Although the use of synbiotics, prebiotics, and probiotics to minimize the risk of development of traveler’s diarrhea is appealing because of their safety, the data supporting their use are not consistent.
Bismuth subsalicylate provides modest protection against TD. It is mostly marketed in North America and reduces the TD rate by 65% when given 4 times daily while traveling.
Bismuth subsalicylate adverse effects include turning the tongue and stools black. Because it contains salicylate, it should be avoided in patients taking anticoagulants or long term salicylate therapy.
Rifaximin is a poorly absorbed, gut-selective antibiotic. In several studies, rifaximin significantly reduced the incidence of TD.
Rifaximin is approved in more than 30 countries, including the United States, Canada, Australia, and some European countries, for treatment of traveler’s diarrhea caused by E coli infections.
Systemic antibiotics taken prophylactically can reduce the incidence of traveler’s diarrhea by more than 90%. However, antibiotic prophylaxis for TD is controversial and generally not recommended.
Antibiotic prophylaxis may be appropriate for high risk travelers who are prone to complications from diarrhea.
There is no vaccine that offers satisfactory protection against traveler’s di- arrhea. Typhoid vaccines are moderately effective against enteric fever caused by Salmonella enterica serotype Typhi, although this disease may not be associated with diarrhea.
The only commercially available cholera vaccine (not licensed in the United States) offers limited cross-protection. However, the estimated efficacy against TD from all causes is low.

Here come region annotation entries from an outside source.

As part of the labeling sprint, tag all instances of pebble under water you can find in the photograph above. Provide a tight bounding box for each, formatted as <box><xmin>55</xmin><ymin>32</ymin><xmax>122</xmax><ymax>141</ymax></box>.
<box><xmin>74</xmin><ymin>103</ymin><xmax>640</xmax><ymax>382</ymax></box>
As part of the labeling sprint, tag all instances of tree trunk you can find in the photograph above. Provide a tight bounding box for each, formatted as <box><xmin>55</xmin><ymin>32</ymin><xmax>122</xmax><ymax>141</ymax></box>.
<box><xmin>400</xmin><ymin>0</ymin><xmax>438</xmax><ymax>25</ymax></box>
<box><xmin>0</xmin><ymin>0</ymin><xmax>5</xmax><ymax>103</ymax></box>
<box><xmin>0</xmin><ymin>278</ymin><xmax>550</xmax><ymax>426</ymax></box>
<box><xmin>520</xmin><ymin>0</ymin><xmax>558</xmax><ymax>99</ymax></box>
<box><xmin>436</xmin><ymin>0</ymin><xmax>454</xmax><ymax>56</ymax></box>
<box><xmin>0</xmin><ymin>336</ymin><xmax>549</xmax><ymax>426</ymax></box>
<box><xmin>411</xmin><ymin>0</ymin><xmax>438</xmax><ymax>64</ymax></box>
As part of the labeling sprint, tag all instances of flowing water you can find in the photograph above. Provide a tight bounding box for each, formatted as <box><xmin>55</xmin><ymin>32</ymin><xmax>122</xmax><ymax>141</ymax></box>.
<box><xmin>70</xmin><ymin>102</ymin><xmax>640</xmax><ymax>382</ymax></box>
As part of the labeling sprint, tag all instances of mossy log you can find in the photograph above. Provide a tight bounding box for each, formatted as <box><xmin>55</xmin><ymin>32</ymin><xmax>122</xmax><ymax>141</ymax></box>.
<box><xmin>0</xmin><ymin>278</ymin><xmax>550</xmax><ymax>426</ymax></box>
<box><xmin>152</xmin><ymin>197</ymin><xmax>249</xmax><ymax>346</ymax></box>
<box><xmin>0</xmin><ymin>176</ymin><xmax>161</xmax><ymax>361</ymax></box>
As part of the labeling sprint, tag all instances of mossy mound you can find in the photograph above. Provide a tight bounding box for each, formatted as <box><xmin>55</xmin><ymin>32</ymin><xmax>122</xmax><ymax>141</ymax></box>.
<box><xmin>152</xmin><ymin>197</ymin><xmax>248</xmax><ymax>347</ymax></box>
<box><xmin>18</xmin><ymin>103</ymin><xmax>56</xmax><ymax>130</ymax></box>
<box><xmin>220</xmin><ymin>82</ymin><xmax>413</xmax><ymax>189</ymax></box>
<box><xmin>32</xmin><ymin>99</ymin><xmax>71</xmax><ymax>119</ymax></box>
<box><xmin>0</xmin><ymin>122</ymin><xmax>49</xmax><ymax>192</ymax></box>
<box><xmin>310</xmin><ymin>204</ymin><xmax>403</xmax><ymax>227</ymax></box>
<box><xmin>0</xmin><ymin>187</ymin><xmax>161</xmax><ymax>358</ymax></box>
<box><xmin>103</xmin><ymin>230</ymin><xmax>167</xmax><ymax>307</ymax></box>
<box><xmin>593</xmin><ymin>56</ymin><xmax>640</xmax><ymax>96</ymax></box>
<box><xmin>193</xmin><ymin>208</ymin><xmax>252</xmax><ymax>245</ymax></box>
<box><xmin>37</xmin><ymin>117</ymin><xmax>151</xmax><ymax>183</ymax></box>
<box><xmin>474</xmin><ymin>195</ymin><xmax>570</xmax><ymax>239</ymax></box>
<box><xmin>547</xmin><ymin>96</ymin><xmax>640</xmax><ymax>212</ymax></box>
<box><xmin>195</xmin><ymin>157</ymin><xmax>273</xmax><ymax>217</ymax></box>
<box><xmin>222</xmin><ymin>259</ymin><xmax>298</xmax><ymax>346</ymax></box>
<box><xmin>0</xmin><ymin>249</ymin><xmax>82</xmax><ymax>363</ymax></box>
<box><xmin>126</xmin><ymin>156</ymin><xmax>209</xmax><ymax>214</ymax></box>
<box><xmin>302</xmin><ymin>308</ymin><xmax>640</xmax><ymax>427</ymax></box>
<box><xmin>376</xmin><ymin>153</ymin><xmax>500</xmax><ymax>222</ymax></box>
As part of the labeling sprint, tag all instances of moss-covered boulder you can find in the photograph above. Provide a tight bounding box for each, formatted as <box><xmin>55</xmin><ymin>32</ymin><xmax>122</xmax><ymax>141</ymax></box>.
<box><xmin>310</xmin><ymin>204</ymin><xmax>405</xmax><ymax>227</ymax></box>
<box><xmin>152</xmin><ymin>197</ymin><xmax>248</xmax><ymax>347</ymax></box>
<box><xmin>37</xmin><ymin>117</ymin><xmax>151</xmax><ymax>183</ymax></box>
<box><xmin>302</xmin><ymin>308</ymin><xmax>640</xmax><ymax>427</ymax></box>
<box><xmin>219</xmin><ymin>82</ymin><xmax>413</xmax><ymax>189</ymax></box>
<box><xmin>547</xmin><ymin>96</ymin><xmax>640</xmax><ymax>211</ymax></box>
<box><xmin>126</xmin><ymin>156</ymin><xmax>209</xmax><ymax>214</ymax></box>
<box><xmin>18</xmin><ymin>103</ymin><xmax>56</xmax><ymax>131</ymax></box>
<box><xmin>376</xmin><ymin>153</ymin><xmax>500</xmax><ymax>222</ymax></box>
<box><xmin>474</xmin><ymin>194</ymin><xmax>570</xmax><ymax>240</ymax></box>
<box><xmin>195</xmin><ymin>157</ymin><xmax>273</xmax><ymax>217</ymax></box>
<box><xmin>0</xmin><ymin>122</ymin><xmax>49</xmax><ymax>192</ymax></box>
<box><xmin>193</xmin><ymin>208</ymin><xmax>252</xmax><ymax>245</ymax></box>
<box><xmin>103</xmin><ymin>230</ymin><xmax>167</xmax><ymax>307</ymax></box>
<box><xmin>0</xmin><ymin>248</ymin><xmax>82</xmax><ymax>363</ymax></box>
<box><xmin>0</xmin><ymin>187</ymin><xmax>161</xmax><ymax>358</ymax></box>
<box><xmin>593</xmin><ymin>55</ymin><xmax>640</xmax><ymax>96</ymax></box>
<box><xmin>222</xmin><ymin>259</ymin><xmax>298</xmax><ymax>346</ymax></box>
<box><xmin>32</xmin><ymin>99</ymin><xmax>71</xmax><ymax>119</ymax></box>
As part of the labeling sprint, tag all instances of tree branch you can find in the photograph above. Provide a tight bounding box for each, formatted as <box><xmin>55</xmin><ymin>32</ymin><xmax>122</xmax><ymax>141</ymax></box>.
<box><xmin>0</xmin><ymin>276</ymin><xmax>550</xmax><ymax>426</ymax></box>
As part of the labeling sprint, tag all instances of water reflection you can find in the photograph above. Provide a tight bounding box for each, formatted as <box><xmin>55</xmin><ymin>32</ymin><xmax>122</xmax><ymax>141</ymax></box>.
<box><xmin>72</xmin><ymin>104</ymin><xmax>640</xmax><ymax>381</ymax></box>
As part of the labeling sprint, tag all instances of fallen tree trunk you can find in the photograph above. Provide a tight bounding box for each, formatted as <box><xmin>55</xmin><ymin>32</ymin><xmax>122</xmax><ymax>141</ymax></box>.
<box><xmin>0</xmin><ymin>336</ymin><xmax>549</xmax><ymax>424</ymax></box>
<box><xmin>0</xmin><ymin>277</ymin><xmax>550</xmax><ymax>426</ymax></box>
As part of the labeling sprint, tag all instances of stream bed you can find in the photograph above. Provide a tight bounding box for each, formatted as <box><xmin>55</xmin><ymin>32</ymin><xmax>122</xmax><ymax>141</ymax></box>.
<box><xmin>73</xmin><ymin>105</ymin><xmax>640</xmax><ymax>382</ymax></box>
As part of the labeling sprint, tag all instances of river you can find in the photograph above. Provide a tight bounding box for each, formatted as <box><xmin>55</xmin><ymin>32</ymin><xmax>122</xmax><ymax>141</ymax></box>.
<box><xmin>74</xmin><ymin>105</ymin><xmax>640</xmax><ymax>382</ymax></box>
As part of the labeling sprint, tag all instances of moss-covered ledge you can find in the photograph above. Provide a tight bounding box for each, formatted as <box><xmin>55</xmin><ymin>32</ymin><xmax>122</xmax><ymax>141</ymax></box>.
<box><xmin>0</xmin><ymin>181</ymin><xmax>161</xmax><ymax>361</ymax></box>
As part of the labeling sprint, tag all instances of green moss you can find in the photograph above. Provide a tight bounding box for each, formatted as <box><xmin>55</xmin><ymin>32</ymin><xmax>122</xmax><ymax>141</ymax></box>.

Oral cholera vaccine for prevention of cholera can be considered for travelers who will be in areas of poor sanitation in cholera-endemic regions or where there is a current cholera outbreak.
Treatment of TD
Treatment is pretty simple. Volume, volume, volume. Keep yourself hydrated. It is probably a good idea to avoid alcohol, especially if you have severe TD as it can exacerbate the dehydration and cause other problems as well.
Adequate fluid and electrolyte replacement are essential to the management of TD. Antibiotics are not routinely recommended, but they do play a role in the treatment of bloody diarrhea.

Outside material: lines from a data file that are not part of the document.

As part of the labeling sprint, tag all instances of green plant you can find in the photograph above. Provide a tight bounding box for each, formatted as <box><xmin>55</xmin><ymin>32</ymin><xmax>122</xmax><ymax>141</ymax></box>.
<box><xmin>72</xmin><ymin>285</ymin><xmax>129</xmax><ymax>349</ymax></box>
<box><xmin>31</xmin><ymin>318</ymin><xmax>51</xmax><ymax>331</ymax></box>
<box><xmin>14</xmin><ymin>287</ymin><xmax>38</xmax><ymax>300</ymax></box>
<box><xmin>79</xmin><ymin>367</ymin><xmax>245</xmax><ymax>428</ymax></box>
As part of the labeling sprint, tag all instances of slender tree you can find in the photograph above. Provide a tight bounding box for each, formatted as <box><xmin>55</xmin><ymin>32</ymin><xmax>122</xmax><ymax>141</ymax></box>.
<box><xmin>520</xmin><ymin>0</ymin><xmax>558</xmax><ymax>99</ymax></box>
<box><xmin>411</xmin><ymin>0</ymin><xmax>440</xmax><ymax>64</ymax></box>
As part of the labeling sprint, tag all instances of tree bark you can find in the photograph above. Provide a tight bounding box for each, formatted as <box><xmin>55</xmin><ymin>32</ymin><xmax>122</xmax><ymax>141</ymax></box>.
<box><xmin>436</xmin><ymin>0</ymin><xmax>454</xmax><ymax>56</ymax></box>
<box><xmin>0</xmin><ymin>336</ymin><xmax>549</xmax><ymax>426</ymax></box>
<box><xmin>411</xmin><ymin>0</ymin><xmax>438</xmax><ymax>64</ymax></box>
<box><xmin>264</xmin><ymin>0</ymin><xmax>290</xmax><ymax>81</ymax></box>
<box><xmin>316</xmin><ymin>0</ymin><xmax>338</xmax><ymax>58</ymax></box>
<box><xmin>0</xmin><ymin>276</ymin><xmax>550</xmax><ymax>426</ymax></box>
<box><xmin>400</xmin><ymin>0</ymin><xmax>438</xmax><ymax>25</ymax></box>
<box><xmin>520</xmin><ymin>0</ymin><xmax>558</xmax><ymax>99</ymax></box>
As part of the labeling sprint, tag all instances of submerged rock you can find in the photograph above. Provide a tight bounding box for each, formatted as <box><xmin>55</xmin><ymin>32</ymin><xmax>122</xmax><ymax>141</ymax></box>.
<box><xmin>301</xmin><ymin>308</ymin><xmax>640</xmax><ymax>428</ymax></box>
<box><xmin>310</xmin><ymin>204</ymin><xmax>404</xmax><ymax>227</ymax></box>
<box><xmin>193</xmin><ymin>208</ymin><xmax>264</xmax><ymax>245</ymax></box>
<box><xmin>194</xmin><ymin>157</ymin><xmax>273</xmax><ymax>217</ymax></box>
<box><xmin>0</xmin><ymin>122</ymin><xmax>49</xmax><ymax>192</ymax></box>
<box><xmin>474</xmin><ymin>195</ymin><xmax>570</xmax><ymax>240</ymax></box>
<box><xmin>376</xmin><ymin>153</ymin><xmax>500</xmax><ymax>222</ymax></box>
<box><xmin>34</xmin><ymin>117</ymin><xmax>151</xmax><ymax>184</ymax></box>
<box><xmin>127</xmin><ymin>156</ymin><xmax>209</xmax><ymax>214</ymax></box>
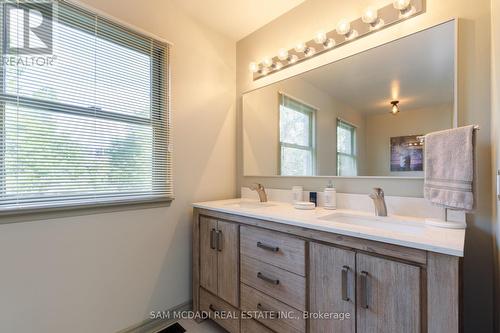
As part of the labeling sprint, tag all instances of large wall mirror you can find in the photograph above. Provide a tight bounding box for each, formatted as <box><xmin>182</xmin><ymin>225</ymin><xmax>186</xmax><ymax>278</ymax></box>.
<box><xmin>243</xmin><ymin>20</ymin><xmax>456</xmax><ymax>177</ymax></box>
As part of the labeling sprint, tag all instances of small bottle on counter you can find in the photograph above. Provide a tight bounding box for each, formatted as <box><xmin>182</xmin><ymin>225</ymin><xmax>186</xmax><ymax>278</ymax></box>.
<box><xmin>309</xmin><ymin>192</ymin><xmax>318</xmax><ymax>207</ymax></box>
<box><xmin>323</xmin><ymin>180</ymin><xmax>337</xmax><ymax>209</ymax></box>
<box><xmin>292</xmin><ymin>186</ymin><xmax>304</xmax><ymax>203</ymax></box>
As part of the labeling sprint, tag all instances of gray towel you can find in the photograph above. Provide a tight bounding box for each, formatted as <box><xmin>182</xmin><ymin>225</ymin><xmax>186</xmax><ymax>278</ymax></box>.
<box><xmin>424</xmin><ymin>125</ymin><xmax>474</xmax><ymax>211</ymax></box>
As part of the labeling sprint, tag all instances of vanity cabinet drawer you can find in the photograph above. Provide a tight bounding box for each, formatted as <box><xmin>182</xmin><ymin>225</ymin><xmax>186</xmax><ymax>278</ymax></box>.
<box><xmin>240</xmin><ymin>226</ymin><xmax>306</xmax><ymax>276</ymax></box>
<box><xmin>200</xmin><ymin>288</ymin><xmax>240</xmax><ymax>333</ymax></box>
<box><xmin>241</xmin><ymin>319</ymin><xmax>273</xmax><ymax>333</ymax></box>
<box><xmin>240</xmin><ymin>284</ymin><xmax>306</xmax><ymax>333</ymax></box>
<box><xmin>240</xmin><ymin>256</ymin><xmax>306</xmax><ymax>310</ymax></box>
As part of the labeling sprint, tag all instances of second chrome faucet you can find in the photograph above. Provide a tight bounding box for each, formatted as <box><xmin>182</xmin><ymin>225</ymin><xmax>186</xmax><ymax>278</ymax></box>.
<box><xmin>369</xmin><ymin>187</ymin><xmax>387</xmax><ymax>216</ymax></box>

In most cases, dehydration from TD can be effectively treated with oral intake. The recommendation from the World Health Organization (WHO) and The United Nations Children’s Fund (UNICEF) is oral rehydration salts (ORS) containing 75 mEq/L of sodium and 75 mmol/L of glucose.

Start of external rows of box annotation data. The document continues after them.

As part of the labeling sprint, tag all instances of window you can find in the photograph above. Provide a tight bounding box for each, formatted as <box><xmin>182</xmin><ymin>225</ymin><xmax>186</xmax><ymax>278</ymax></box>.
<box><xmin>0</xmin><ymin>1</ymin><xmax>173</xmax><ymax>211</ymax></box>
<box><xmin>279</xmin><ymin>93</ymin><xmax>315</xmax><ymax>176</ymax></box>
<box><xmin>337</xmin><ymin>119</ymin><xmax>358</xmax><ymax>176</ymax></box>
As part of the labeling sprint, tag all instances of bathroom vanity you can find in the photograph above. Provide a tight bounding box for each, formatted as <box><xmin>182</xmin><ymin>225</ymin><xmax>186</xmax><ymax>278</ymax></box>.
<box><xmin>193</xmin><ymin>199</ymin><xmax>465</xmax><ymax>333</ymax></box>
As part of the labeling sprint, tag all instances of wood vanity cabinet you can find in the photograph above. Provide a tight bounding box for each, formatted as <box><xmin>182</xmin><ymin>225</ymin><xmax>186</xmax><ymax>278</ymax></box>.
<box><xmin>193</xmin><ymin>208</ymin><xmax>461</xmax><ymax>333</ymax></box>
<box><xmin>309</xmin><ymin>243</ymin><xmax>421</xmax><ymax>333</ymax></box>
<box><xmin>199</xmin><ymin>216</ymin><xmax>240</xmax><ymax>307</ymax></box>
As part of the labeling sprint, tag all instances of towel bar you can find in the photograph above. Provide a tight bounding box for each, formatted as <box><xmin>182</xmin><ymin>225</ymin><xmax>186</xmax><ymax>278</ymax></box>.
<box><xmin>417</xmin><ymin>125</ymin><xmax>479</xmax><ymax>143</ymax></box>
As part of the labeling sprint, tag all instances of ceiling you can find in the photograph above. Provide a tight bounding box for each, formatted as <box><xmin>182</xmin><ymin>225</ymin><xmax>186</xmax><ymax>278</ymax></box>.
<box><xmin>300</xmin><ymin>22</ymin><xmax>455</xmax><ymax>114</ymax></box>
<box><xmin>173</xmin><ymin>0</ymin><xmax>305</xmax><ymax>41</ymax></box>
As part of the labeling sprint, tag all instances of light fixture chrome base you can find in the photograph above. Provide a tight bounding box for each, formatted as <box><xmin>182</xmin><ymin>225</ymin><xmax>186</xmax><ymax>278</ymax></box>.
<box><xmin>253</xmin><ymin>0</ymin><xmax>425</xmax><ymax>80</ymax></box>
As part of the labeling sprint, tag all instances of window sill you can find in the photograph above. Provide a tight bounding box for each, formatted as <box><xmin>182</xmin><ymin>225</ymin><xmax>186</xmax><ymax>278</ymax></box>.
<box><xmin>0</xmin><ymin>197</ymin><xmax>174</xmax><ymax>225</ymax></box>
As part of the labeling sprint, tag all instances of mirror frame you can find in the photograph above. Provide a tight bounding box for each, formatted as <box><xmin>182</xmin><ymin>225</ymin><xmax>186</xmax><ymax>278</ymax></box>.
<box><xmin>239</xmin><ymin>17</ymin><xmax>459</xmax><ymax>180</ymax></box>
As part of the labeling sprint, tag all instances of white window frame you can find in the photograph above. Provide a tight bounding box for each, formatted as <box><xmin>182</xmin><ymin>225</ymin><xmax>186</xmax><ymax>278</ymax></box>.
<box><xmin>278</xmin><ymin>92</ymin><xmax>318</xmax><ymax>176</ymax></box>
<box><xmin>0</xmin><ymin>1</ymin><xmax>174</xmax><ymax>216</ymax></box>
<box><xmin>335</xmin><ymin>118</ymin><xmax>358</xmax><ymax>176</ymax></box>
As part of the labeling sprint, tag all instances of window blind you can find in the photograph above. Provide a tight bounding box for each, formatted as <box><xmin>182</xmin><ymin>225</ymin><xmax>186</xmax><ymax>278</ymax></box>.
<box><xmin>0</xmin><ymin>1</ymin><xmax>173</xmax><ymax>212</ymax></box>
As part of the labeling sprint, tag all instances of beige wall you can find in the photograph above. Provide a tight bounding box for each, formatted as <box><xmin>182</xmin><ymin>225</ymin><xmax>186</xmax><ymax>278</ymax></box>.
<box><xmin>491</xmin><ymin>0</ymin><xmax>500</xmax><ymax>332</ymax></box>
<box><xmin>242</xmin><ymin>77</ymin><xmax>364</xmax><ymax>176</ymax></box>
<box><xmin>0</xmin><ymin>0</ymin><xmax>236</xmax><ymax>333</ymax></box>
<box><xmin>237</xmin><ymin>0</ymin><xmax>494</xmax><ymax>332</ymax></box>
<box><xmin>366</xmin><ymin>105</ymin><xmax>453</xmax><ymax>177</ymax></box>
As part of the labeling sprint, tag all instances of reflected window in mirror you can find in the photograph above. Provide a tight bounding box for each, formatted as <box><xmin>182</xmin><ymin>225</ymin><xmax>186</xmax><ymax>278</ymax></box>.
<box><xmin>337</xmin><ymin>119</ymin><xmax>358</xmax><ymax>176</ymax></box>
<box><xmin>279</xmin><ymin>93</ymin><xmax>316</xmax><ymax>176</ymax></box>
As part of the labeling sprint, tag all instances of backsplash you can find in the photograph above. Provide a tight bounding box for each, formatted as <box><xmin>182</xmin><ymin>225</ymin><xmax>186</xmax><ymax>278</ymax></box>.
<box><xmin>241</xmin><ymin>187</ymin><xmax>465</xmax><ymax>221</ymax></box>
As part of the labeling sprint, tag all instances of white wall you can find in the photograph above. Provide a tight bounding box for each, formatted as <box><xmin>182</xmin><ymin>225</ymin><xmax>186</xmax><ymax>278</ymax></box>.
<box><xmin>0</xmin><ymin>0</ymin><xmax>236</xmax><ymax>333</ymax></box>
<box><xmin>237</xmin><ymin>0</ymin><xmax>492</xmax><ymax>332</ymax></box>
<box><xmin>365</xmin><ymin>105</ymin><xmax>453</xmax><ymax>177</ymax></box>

Or if you have Gatorade, that will work just as well. A bland diet is probably best until you start feeling better.
The goal is to Keep hydrated, mitigate the symptoms of diarrhea such as abdominal pain, bloating and nausea and ultimately prevent any interruptions in your travel plans.
Loperamide can promptly decrease the number of loose stools when the traveler cannot accommodate frequent bowel movements.
Bismuth subsalicylate effectively controls nausea but takes longer to reduce diarrhea than loperamide.
Although probiotics may be helpful, their role in treating traveler’s diarrhea has not been established.
Antibiotics shorten the overall duration of moderate to severe traveler’s diarrhea to about a day and a half. The choice of the agent depends on the geographic location of the traveler and is not always indicated.
A combination of loperamide and an antibiotic can be taken when prompt reversal of symptoms is necessary.
TD, especially in resource-limited settings is very common. Poor sanitation is a major risk factor for the prevalence of diarrhea.
Adequate fluid and electrolyte replacement are the main treatment.
If diarrhea does not resolve, is so severe that you can’t keep yourself hydrated or you have bloody diarrhea, you should seek prompt medical evaluation as this may require antibiotic and intravenous fluid treatment.
Please remember that medical information provided by us must be considered an educational service only. This blog should not be relied upon as medical judgement and does not replace your physician’s independent judgement. This is NOT medical advice. Please seek the advice of your physician.